The reaction mixture used 25 μl total volume, including 2 μl DNA template, 12.5 μl PCR master mix (1 U of Taq polymerase, 250 μM each of deoxynucleoside triphosphate (dNTP), 10 mM Tris-HCl, 30 mM KCl, 1.5 mM MgCl2), 1 μl of each primer, and 8.5 μl nuclease-free water. PCR reaction conditions were: initial denaturation at 95°C for 5 min, 35 cycles of 95°C denaturation for 45 sec, annealing at 50°C for 45 sec and extension at 72°C for 60 sec, and final extension step 72°C for 5 min.

Assemblage-specific amplification of Giardia duodenalis genotypes

Nested PCR with assemblage-specific primers was used to detect Assemblages A, B, and the zoonotic E strain as previously described [31, 32]. A secondary reaction was performed separately for each assemblage using a 1/10 dilution of the first PCR product of the tpi gene as a template.

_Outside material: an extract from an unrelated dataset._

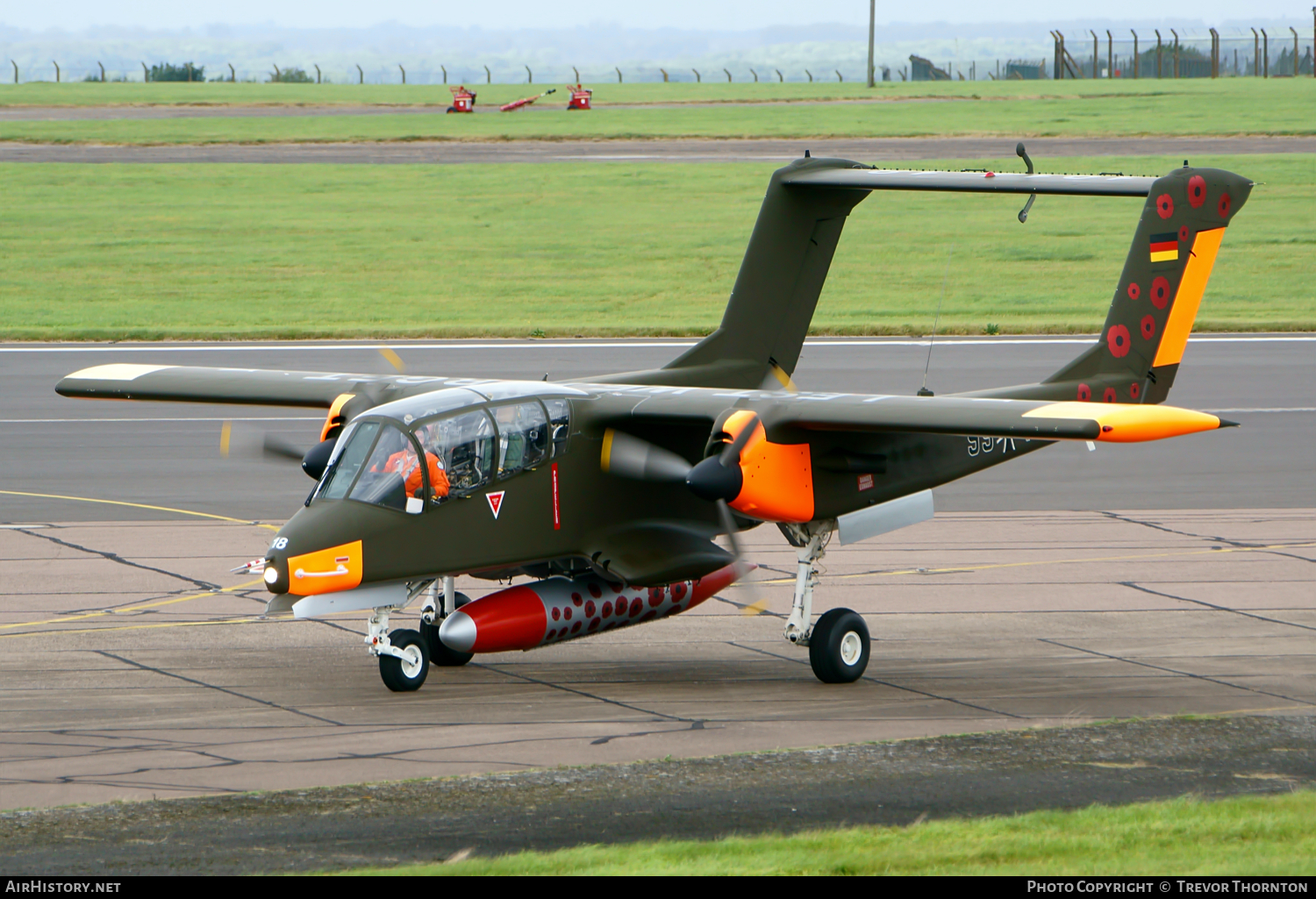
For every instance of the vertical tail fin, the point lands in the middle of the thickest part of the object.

The reaction conditions were the same as the first run except that annealing temperature for primers A and B was 62 °C and 67 °C for E Primers. A Veriti ™ 96-well thermal cycler (9902, Singapore) was used for PCR amplification. Amplified PCR products were analyzed in 1.5% agarose gels stained with ethidium bromide using horizontal electrophoresis (Compact M, Biometra, Germany). DNA fragments were visualized under UV illumination. The size of DNA fragments was compared with a 100-bp DNA ladder (Thermo Scientific™, Waltham, Massachusetts, USA).

Statistical analysis

The study results were analyzed using SPSS software version 16. Categorical and quantitative variables were expressed in percentages. Statistical significance analysis of categorical data used Pearson’s chi-squared and Fisher’s exact test. The calculated p-value < 0.05 was considered statistically significant.

Results

Participants were children from three to 12 years old. Ninety-three were boys (56.4%), and 88 (53.3%) were from rural areas. Participants presented with a range of symptoms, 75 (44.5%) complained of diarrhea, 22 (13.3%) of flatulence, 19 (11.5%) of abdominal cramps, and 17 (10.3%) weight loss. The remaining 32 (19.4%) patients were asymptomatic, and stool samples were collected as part of routine investigations (Table 2).

Table 2

The sociodemographic data of patients participating in the present study.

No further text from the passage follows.